División: Flexibilizar las fronteras económicas para tener acceso a mercados regionales e internacionales

Pero no todos pueden mudarse de lugar. En África, aproximadamente una tercera parte de la población vive en países sin salida al mar. El continente está dividido por fronteras internacionales. Aquí, la división es parte de la herencia del colonialismo — una trágica distorsión de la geografía humana, política y económica.

"La división son barreras artificiales a las transacciones", dice Paul Collier, director del Centro para el Estudio de las Economías Africanas en la Universidad de Oxford. "Las fronteras, en particular, las internacionales, son el mejor ejemplo de división".

Al Haji Kamilu Ila, un fabricante de cuero de la ciudad de Kano, al norte de Nigeria, se siente afortunado si sus mercancías llegan al puerto meridional de Lagos en una semana, debido a los controles de carreteras, los recaudadores de impuestos y los accidentes. En el puerto hay muchas divisiones —más burocracia, más corrupción y más demoras.

"Los países africanos tienen que esforzarse por derribar algunas de estas barreras", agrega Okonjo-Iweala.

Crecimiento desequilibrado, pero desarrollo incluyente

Durante el siglo pasado, numerosos países intentaron planificar donde debería localizarse la actividad económica. Un ejemplo notable es la antigua Unión Soviética, que trató de trasladar la gente y la producción hacia el este, donde abundaban los recursos naturales.

Esto implicó mover alrededor de una cuarta parte del PIB ruso hacia zonas remotas de la Unión Soviética, incluso Siberia. El experimento fracasó.

Este movimiento se ha revertido en la Rusia actual. Desde los años noventa, casi todas las nuevas empresas se concentraron en los alrededores de Moscú y San Petersburgo. Cada vez se reconoce más el hecho de que los mercados deben elegir las ubicaciones que más les convengan.

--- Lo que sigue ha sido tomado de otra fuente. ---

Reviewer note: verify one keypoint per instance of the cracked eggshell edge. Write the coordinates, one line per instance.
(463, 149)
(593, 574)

"Las inversiones en infraestructura urbana deben equilibrarse con inversiones en agricultura y desarrollo rural, y en servicios sociales en todas partes", dijo Sierra. "Tenemos que pensar inteligentemente sobre la forma de introducir estos servicios sociales —seguridad, escuelas, calles y saneamiento— para que toda la gente tenga posibilidades de progresar".

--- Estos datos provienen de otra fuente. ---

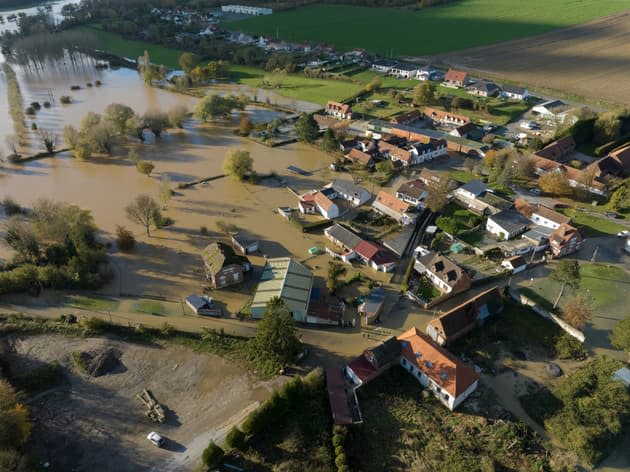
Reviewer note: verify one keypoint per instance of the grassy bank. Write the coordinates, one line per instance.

El Informe sobre el desarrollo mundial de este año recalca que el papel del gobierno sigue siendo importante —no dispersar la actividad económica, sino alentar la movilidad hacia ella, asegurando el acceso universal a los servicios básicos, como la salud y la educación.

"Lo más importante es conectar a la gente que ha quedado rezagada con las oportunidades que ofrecen los lugares que están prosperando", enfatiza Justin Lin, economista principal del Banco Mundial.

Los responsables de la formulación de políticas deben distinguir entre la geografía de la asistencia social y la geografía de la producción económica. A veces, los programas basados en lugares pobres son necesarios. Pero la clave para el desarrollo incluyente es la interacción entre los sitios florecientes y aquellos que han quedado atrás.

Los gobiernos pueden ayudar con la creación de instituciones que unifiquen todos los lugares y de infraestructura que conecte unos lugares con otros.

Una mayor densidad de población, menores distancias y menos divisiones seguirán siendo esenciales para el éxito económico en el futuro inmediato y deben ser alentados. Si bien estos factores producirán un crecimiento desequilibrado, si están acompañados por políticas de integración -ajustadas a la geografía económica de los lugares-, también generarán un desarrollo incluyente.